When directors buy stock in their own company, fund or loan stock, it sends a positive signal to the market.One director who has been buying is Paul Theodosiou of Acucap (JSE:ACP) who has bought stock worth R1,7m in 2008.
Theodosiou says he thinks the market has been sold off too fiercely, and that the physical property fundamentals have not deteriorated as much as the stock prices suggest.
Theodosiou says he thinks the market has been sold off too fiercely, and that the physical property fundamentals have not deteriorated as much as the stock prices suggest.
"We've been monitoring it monthly and there have been no obvious signs of stress," notes Theodosiou. He says that it's possible to buy property stocks with forward yields of 10,5%. "It's an equivalent yield to cash, but you get the opportunity for capital growth and revenue growth."

Gareth Shepperson


What exactly is the state of the Property Market in South Africa?
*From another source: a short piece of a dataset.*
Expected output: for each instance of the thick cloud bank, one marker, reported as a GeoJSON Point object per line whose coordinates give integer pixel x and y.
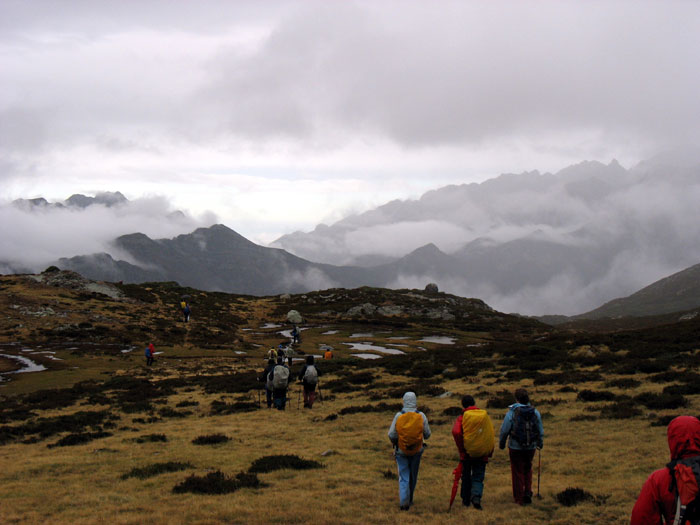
{"type": "Point", "coordinates": [533, 243]}
{"type": "Point", "coordinates": [33, 237]}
Well, when assessing the health of any sector, you need to see what the people on the “frontline” have to say about it. Estate Agents are surely the vanguard of all others involved in the Property Market since they are the individuals who are out there on a daily basis initiating the deals that banks, investors and conveyancers usually only see after the deal has already been concluded.

It is therefore very insightful to read the internal memo by Lew Geffen that was leaked to the public. This memo is indeed a prophecy of doom wherein it is suggested that the property market is already down 15% and is likely to fall another 25% (i.e. a total fall of 40%) from the highs of last year.

On the opposite side of the spectrum is Dr Andrew Golding (CE of the Pam Golding Property Group). He has said in a post on Realestateweb that “While there are a range of factors at play which are currently affecting the residential property market in South Africa there is no need for widespread panic. These include global economic factors, national and political issues, a less positive sentiment, interest rates and the National Credit Act.

He goes on to say that "There is much speculation in regard to the current situation in the residential property market, and unfortunately generalisations being bandied about in the marketplace in regard to house prices are dangerous. The fact is it's not a 'one size fits all' scenario and there is no question that sales volumes have declined by some 20-30 percent year on year with an inevitable impact on house prices. However, the residential property market is sufficiently robust to deal with the changing dynamics and will continue to provide a reliable mechanism for the buying and selling of properties, albeit at lower volumes. Prices will adjust in line with supply and demand but fundamentally there are still valid reasons for residential homes to trade and there is certainly no need for panic selling, in fact quite the contrary.

It is interesting to note that others are also not sure.

If the Estate Agents are conflicted, then surely no one else can accurately assess the current state of the market. We are clearly in a downturn but the depth of it is unknown. All I can say is that the market always goes in cycles and that therefore if we are in a downturn then it is only a matter of time before it turns and I therefore agree with Dr Golding that it is definitely NOT time for panic selling.